Mit baumelnden Beinen sitzt Haile Gebrselassie auf seinem Stuhl und streicht der zweijährigen Tochter Aden über die Haare. Seine Frau Alem trägt die sechs Monate alte Meraht auf dem Arm und bringt Kuchen.

Mit baumelnden Beinen sitzt Haile Gebrselassie auf seinem Stuhl und streicht der zweijährigen Tochter Aden über die Haare. Seine Frau Alem trägt die sechs Monate alte Meraht auf dem Arm und bringt Kuchen. Der Garten der Villa in Addis Abeba ist voll mit Freunden und Bekannten: Familien-Idylle beim äthiopischen 10 000-m-Olympiasieger und siebenfachen Weltmeister. Doch langsam wird es ernst: Der 27-Jährige, der gestern in Zürich eine neue Glanztat vollbringen wollte (das Meeting hatte bei Redaktionsschluss dieser Ausgabe noch nicht begonnen), will seinen Titel bei den Olympischen Spielen in Sydney verteidigen.

Gebrselassie verdient Millionen durchs Laufen und lässt in Addis Abeba gerade als Altersvorsorge ein zweites Geschäftszentrum bauen: 650 Quadratmeter, zehn Stockwerke, ein Fitnessstudio und ein Penthouse, vier Millionen Dollar Kosten. Rund 100 Personen arbeiten auf der Baustelle. Insgesamt sollen etwa 800 Leute finanziell in seine Projekte involviert sein.

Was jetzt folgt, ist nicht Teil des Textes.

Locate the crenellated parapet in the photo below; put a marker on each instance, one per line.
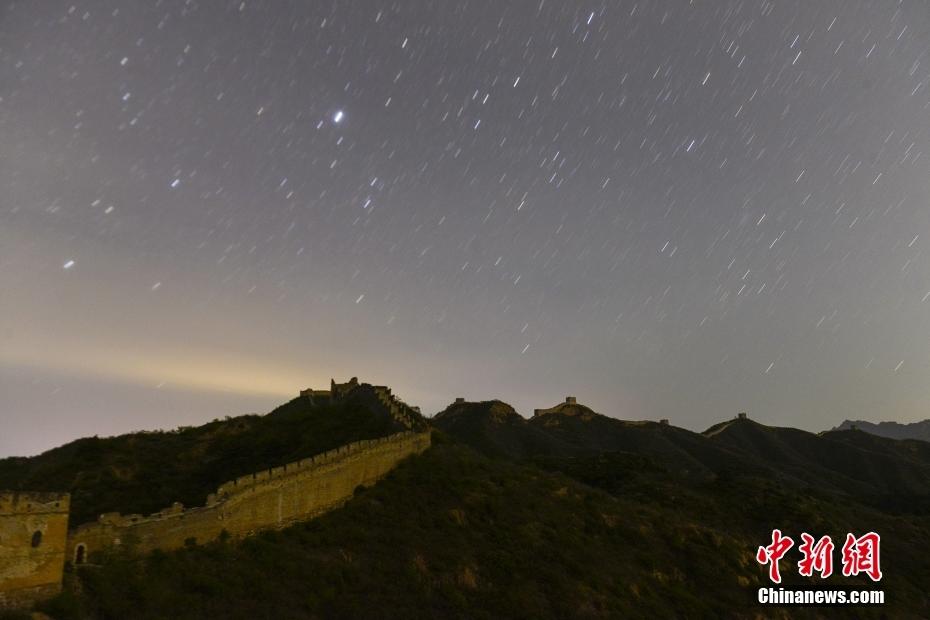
(270, 498)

Der Langstreckenläufer ist ein gemachter Mann - und eine nachdenkliche Person. "Wie kann ich glücklich sein, wenn acht Millionen meiner Landsleute vom Hunger bedroht sind", sagt der 1,65 m große Athlet kopfschüttelnd. Er selbst weiß, wie es ist, hungern zu müssen. Schließlich ist er mit neun Geschwistern aufgewachsen.

"Ich kann nicht den Menschen in ganz Äthiopien helfen, aber ich versuche es zumindest in Addis Abeba", erklärte Gebrselassie. Doch er spürt dabei eine große psychische Belastung. "Als ich angefangen habe zu laufen, hatte ich Probleme, weil ich kein Geld hatte. Nun habe ich Geld, und ich habe auch Probleme." Wer in den verstaubten Straßen von Addis Abeba nach ihm fragt, bekommt umgehend Auskunft. Egal ob von den Obsthändlern in den halb zerfallenen Holzhütten, den Taxifahrern in ihren blauen, verrosteten Vehikeln mit den weißen Dächern oder den mageren Jungs, die sich mit Esel, Schafen und Ziegen sicher zwischen den Autos und den hoffnungslos überfüllten orangefarbenen Stadtbussen durchschlängeln. Jeder kennt Haile. Selbst die kleinen Mädchen, in ihren zerfetzten, schmutzigen Kleidern und den verfilzten Haaren wissen, von wem die Rede ist. Vermutlich hat der Weltrekordler über 5000 und 10 000 m ihnen ab und und zu ein paar Birr zugesteckt, wenn sie ihm ihre kleinen braunen Hände hingestreckt haben.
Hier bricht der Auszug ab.